IDENTIKIT DI UN EDITORE

Per ogni editore dovrebbe esistere un progetto culturale. Così si dice comunemente. Ma progetto è termine abbastanza ambiguo per lasciare aperta qualsiasi strada. È la passione di fare libri fini a sé stessi? O, diversamente, per propagandare un’idea, una fede, una costruzione morale, un disegno etico-sociale, per quanto vago e incerto possa apparire al lettore?

Medusa fa libri con una passione che certo non è fine a sé stessa.

Piuttosto riguarda molto da vicino il nostro essere uomini, coinvolti nella discussione sul presente che, pleonastico dirlo, non può mai considerarsi conclusa, presentando esiti sempre aperti a nuove scoperte, interessi e, purtroppo, anche stravolgimenti, manipolazioni, traviamenti.

Ogni discussione, se libera e sgravata dagli interessi che quasi naturalmente vi si aggrappano, esige una scommessa sulla quale puntare poste più o meno alte, più o meno impegnative.

Quelle di Medusa lo sono perché puntano sull’uomo in quanto tale, non su come dovrebbe essere o su come qualcuno vorrebbe che esso fosse. Oggi questo non ci è consentito, per la semplice ragione che ciò che l’uomo dovrebbe essere supera e di molto l’orizzonte delle nostre pretese, e quanto alla nostra volontà di orientarlo, incontriamo forze immensamente più forti e potenti di ogni pur legittimo tentativo di comprenderle e, nel caso, contrastarle.

Ci limitiamo ad attingere, nell’immensa riserva della cultura umana della modernità, e non solo di questa, ciò che riteniamo all’altezza, qualitativa, di queste domande.

La scommessa su cui puntiamo le nostre poste più ricche è proprio quella della qualità di questa interrogazione, la capacità di garantire voci e figure culturali che non restringano l’orizzonte, magari dall’alto di una risonanza costruita solo sui dati di vendita di un’opera, di un titolo, di un personaggio.

I nostri libri dovrebbero interessare il pubblico animato da curiosità non futili.

Lettori forti, dunque, in grado di scartare dalle idées reçues, dai luoghi comuni per affrontare paesaggi culturali diversi, anche complessi; per non dire distanti dalle proprie certezze.

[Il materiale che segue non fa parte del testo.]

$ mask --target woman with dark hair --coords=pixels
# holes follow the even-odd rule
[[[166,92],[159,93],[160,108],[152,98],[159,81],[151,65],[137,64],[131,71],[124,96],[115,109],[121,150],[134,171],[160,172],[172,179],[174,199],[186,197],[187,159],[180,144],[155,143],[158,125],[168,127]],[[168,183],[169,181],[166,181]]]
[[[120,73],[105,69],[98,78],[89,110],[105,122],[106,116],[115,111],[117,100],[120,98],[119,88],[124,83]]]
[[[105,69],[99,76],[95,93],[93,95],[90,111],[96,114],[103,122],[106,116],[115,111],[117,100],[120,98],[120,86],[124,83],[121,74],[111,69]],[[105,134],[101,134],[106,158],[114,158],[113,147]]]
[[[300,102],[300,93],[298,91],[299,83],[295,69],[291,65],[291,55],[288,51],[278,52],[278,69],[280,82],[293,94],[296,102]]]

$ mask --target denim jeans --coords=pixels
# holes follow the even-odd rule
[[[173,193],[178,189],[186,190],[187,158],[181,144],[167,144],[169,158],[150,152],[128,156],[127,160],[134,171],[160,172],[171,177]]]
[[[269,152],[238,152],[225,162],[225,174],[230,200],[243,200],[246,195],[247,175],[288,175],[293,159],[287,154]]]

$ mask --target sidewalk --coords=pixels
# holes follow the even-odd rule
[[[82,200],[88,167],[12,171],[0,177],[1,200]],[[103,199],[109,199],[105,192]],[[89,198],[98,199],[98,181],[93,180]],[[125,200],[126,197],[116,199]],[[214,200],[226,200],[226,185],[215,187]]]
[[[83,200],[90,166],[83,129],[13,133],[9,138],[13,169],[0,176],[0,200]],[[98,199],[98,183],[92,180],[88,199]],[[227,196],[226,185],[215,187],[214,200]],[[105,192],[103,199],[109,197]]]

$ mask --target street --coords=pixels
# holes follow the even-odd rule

È per questo che Medusa ha incontrato nella sua strada ventennale anche i “classici”, vi ha avuto a che fare, da vicino. Il classico per noi è un “moderno” non monumentale. È un libro che aspira e raggiunge una sorta di permanenza nella precarietà attuale dei punti di riferimento. Non è un caso che uno dei primi libri di Medusa è stato la riflessione sul classico di un maestro, troppo poco frequentato, purtroppo, come Rosario Assunto. François-René de Chateaubriand, ad esempio, sulla Rivoluzione lo consideriamo un classico; ma lo è anche l’ultimo Blumenberg che cerca di uscire dalla caverna platonica argomentando per più di ottocento pagine.

Guardarsi in giro, muoversi sul limitare del brolo, cogliere dagli alberi i frutti che non sono stati ancora colti perché, forse colpevolmente, abbandonati a vantaggio di primizie che spesso di rivelano oggi solo acerbe e domani, chissà, solo frutti amari non più commestibili.

Tale e tanta è la produzione libraria nel nostro paese, che spesso i tratti salienti che caratterizzano un editore si sperdono nelle suggestioni del mercato, nella predominanza di un genere o nella facile partizione delle discipline. Medusa non si rassegna a quelle dotte partizioni che in troppi casi si rivelano barriere insormontabili per la libertà della sua proposta editoriale.

Ed è per questo che i suoi primi vent’anni sono solo l’inizio. Il resto ci attende e noi lo aspettiamo desiderosi di guardarlo in faccia.